Вслед за Тома приехал А.Ф.Керенский. Это было в конце мая или в начале июня. Он незадолго перед тем был назначен военным министром и приступал к своим агитационным объездам фронта. Уже были им сказаны слова о взбунтовавшихся рабах и уже определилось направление его работы. Тогда-то, на зените славы, мы увидели этого всероссийского кумира. И нужно сказать без всяких оговорок и без ретроспективных исправлений: впечатление было громадное, потрясающее, захватывающее… Мы увидели молодого человека с бледным, болезненным лицом и с рукой на перевязи. Его наружность казалась оригинальной и значительной. Мы услышали его своеобразную, неподражаемую речь, состоящую из отдельных, отрывистых и кратких, фраз — услышали, как он — по меткому выражению одного журналиста — «метал слова». И, что самое главное и значительное, мы почувствовали обаяние самоотверженной, почти подвижнической души, горящей пламенем самого чистого идеализма, ищущей одного только добра… Я не берусь и не хочу судить, насколько это впечатление было правильно, какова была в нем доля гипноза и самовнушения. Я только констатирую факт: таково было всеобщее, всеохватывающее и всепобеждающее впечатление от фигуры Керенского.
По установившемуся обычаю, для встречи Керенского было устроено сначала приветственное заседание в парадном зале дворца, а затем большой митинг в Городском театре. Программа была здесь и там одна и та же: сначала приветствия представителей различных организаций, затем — ответная речь Керенского. Приветствия были все более или менее красноречивые, более или менее восторженные, более или менее банальные. Украинцы и большевики, ораторы которых могли бы внести диссонанс в общий хор, не явились вовсе. Особенно тепло прозвучал речи солдат (Таска и Зайцева), задушевную ноту сумел взять председатель Совета присяжных поверенных. После каждой речи раздавались аплодисменты, Керенский вставал и пожимал руку оратора. Этот поток восторгов и восхвалений окружал героя в глазах взиравшей на него толпы все более и более ярким ореолом. Эти периодические взрывы рукоплесканий все более и более поднимали настроение зала. И этот восторг и подъем достигли апогея, когда (особенно помню эту сцепу на митинге в театре), выслушав последнего оратора, Керенский не опустился обратно на стул, а медленно подошел к рампе. Зал дрожал от рукоплесканий, а Керенский стоял у рампы, со своей рукой на перевязи, со своим бледным, измученным лицом… Какая речь не потрясет аудиторию в такой обстановке? Какой большой оратор не зажжется огнем вдохновения после такого приема? И мы услышали почти ту же речь, которую несколькими часами ранее прослушали во дворце; услышали те же мысли, облеченные в еще более яркие слова, в еще более значительные и отрывистые фразы, произнесенные еще более глубоким, металлическим голосом. И после каждой фразы, которую, как будто диктуя, отчеканивал Керенский, раздавался новый гром аплодисментов… и когда он кончил, вся толпа ревела, все были растроганы и потрясены до полной потери самообладания…

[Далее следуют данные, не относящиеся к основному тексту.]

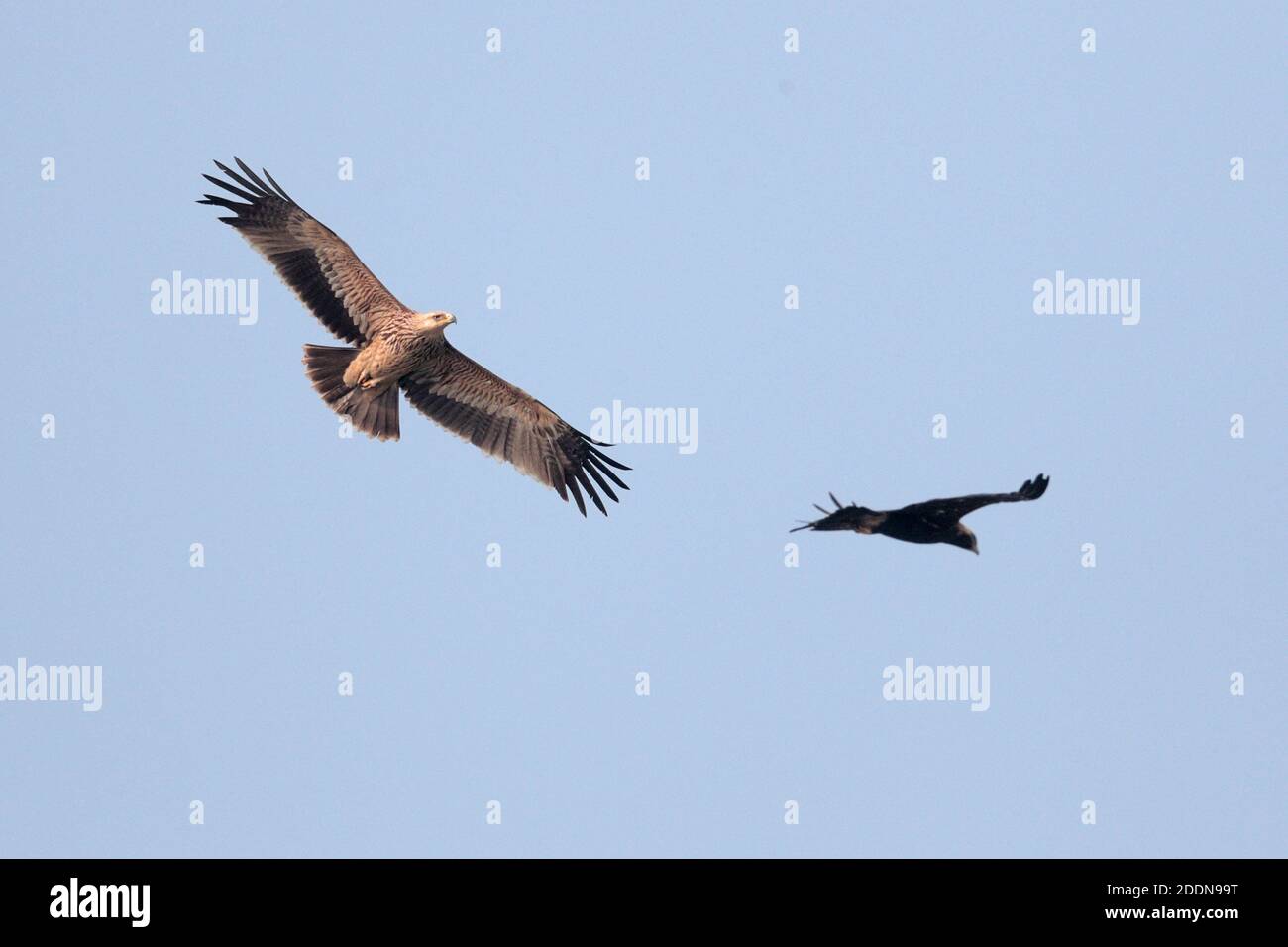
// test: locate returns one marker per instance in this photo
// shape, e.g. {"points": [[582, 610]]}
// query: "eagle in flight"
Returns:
{"points": [[391, 347], [934, 521]]}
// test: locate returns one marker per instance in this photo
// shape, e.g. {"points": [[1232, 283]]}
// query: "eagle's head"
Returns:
{"points": [[436, 321], [965, 539]]}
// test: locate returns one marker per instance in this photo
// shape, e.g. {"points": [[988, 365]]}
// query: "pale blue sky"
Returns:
{"points": [[516, 684]]}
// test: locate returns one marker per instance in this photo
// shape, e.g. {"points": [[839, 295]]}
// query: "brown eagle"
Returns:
{"points": [[391, 347], [934, 521]]}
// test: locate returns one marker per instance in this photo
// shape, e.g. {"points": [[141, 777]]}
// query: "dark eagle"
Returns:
{"points": [[934, 521], [394, 348]]}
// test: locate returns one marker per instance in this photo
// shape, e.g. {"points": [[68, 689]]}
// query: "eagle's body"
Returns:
{"points": [[394, 348], [934, 521]]}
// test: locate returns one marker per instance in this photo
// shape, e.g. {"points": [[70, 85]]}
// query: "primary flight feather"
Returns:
{"points": [[934, 521], [393, 347]]}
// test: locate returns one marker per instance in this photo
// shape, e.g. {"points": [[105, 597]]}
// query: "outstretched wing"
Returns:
{"points": [[854, 518], [320, 266], [956, 508], [507, 423]]}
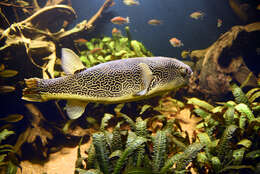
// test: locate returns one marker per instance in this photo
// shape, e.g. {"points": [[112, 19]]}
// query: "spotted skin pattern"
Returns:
{"points": [[117, 78]]}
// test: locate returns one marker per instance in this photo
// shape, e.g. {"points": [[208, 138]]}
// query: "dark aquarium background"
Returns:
{"points": [[176, 22], [220, 104]]}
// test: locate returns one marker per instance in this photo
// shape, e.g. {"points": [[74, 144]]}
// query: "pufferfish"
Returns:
{"points": [[117, 81]]}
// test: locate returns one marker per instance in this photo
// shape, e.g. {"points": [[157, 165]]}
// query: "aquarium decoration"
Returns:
{"points": [[100, 50], [219, 64], [136, 137]]}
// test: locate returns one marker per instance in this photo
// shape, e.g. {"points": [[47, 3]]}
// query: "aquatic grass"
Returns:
{"points": [[228, 132]]}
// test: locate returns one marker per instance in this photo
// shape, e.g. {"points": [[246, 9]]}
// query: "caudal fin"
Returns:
{"points": [[31, 92]]}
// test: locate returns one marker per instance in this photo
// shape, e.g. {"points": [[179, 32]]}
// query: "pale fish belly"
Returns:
{"points": [[112, 82]]}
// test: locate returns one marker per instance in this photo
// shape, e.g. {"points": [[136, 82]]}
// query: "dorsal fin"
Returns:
{"points": [[70, 62], [147, 77]]}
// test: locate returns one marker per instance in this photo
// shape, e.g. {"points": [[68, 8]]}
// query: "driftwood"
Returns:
{"points": [[224, 61], [41, 35]]}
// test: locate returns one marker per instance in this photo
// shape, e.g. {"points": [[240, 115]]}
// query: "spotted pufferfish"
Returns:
{"points": [[116, 81]]}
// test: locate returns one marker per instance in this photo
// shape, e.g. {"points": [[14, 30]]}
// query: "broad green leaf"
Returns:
{"points": [[2, 157], [216, 164], [116, 153], [217, 109], [188, 155], [243, 108], [204, 138], [245, 142], [12, 118], [118, 107], [105, 120], [234, 167], [141, 128], [4, 134], [224, 145], [202, 113], [254, 97], [200, 103], [159, 150], [202, 157], [251, 92], [253, 154], [91, 171], [128, 151], [138, 170], [145, 108], [238, 156], [102, 152], [239, 95], [8, 73]]}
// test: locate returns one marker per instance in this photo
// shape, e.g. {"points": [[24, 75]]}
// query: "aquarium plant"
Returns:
{"points": [[100, 50], [230, 133], [136, 149]]}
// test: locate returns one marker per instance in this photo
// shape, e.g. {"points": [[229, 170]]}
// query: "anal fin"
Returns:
{"points": [[147, 77], [75, 108]]}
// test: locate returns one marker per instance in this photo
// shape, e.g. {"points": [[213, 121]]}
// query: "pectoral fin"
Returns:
{"points": [[147, 77], [70, 62], [75, 108]]}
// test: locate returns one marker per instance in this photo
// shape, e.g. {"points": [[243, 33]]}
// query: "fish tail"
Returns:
{"points": [[127, 19], [32, 92]]}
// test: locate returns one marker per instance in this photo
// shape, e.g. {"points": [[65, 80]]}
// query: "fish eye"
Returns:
{"points": [[184, 71]]}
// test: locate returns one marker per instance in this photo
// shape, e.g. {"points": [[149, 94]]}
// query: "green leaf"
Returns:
{"points": [[239, 95], [12, 118], [145, 108], [204, 138], [254, 97], [169, 163], [188, 155], [216, 164], [105, 120], [245, 142], [200, 103], [202, 113], [202, 157], [159, 150], [224, 145], [229, 115], [128, 151], [116, 153], [231, 167], [4, 134], [91, 157], [91, 171], [253, 154], [8, 73], [243, 108], [102, 152], [116, 140], [128, 120], [238, 156], [138, 170], [141, 129], [251, 92], [2, 157]]}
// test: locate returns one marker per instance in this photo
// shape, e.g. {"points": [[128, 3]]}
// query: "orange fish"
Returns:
{"points": [[154, 22], [95, 50], [120, 20], [80, 41], [175, 42], [197, 15], [115, 31], [219, 23]]}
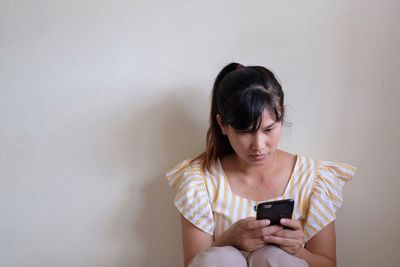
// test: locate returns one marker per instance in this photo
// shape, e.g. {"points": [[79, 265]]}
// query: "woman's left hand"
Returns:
{"points": [[291, 240]]}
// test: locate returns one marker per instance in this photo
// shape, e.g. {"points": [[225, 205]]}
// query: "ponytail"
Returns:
{"points": [[217, 144]]}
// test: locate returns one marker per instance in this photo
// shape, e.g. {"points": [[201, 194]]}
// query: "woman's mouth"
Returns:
{"points": [[258, 157]]}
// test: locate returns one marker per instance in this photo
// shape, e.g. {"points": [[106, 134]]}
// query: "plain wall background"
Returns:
{"points": [[98, 99]]}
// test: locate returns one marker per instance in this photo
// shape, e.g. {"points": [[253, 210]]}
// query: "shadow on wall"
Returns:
{"points": [[162, 134]]}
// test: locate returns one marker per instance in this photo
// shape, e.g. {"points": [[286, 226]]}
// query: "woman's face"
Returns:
{"points": [[254, 148]]}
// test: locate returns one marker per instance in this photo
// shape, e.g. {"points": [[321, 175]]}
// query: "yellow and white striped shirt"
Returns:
{"points": [[207, 201]]}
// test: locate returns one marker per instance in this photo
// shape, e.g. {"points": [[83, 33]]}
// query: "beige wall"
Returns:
{"points": [[99, 98]]}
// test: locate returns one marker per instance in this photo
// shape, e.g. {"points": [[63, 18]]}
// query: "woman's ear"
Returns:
{"points": [[221, 125]]}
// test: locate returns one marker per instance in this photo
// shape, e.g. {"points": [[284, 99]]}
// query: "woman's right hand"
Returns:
{"points": [[247, 234]]}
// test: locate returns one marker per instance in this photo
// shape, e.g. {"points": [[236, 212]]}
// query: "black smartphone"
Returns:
{"points": [[275, 210]]}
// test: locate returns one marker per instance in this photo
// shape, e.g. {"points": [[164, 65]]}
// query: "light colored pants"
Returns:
{"points": [[268, 256]]}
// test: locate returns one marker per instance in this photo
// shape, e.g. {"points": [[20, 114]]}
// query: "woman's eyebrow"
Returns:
{"points": [[269, 126]]}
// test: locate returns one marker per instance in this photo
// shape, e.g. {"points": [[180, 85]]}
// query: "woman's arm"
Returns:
{"points": [[194, 241], [321, 249]]}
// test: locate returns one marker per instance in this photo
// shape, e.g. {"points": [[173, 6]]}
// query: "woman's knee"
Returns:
{"points": [[272, 256], [218, 257]]}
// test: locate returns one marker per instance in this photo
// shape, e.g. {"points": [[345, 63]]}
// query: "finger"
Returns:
{"points": [[293, 224], [255, 224], [270, 230], [284, 242]]}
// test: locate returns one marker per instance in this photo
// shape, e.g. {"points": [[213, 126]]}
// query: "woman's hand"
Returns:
{"points": [[247, 234], [291, 240]]}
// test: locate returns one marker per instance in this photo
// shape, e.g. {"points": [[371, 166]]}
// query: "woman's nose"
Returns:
{"points": [[258, 143]]}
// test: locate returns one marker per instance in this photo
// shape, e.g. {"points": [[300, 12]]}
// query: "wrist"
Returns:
{"points": [[223, 241]]}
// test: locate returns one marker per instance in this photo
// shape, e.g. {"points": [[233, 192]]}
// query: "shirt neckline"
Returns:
{"points": [[255, 201]]}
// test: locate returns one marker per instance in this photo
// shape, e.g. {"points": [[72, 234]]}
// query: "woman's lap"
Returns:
{"points": [[268, 256]]}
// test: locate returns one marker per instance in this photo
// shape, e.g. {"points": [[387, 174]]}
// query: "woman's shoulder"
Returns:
{"points": [[188, 170]]}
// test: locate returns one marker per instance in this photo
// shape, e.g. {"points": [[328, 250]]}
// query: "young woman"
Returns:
{"points": [[241, 167]]}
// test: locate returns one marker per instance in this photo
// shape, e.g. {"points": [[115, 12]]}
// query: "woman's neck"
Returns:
{"points": [[262, 171]]}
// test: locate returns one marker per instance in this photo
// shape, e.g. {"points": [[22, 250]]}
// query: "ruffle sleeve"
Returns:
{"points": [[192, 199], [326, 196]]}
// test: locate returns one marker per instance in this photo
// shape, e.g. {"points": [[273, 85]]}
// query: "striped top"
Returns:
{"points": [[207, 201]]}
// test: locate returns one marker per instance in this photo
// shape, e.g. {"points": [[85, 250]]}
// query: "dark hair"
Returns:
{"points": [[240, 95]]}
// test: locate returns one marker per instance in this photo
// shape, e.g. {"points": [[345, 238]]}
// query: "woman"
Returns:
{"points": [[242, 166]]}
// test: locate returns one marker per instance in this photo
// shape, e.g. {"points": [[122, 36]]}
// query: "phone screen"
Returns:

Я не буду ни излагать, ни критиковать содержания Киевских речей Керенского. Он не сказал у нас ничего такого, что бы не было им сказано в других местах. И повторяю: сила или слабость его речи была не в её содержании. Воодушевлял, зажигал проникавший эту речь дух, тот видимый сквозь его речь — я сказал бы — нравственный идеализм, который и был источником необычайного обаяния Керенского. Я не знаю, был ли этот идеализм вполне искренним, — вполне неискренним он, при такой силе впечатления, быть не мог. И в нем-то — национальное своеобразие всей фигуры Керенского и всего его, хотя и кратковременного, но поистине всенародного успеха. Ни один государственный деятель и ни один демагог в истории, насколько мне известно, не играл на этих струнах души с таким искусством и успехом. Слов нет: возбуждаемых Керенским в своих слушателях настроений было далеко недостаточно для государственного строительства. Слов нет: они не соответствовали действительному уровню народных масс и реальным нуждам исторического момента. Но ни его донкихотство, ни плачевный финал его карьеры не лишит историческую личность Керенского чисто художественной законченности и силы…
Приезжал к нам в Киев после Керенского еще бельгийский социалист Эмиль Вандервельде. Вслед за Тома, он привез нам (как он говорил) «не мир, но меч»; его выступление произвело уже значительно менее сильное впечатление. Приезжал, наконец, Церетели, и с ним вторично Керенский и Терещенко. Этот последний министерский визит имел весьма серьезные последствия в наших взаимоотношениях с Украинской Радой. К истории этих взаимоотношений я теперь и перейду.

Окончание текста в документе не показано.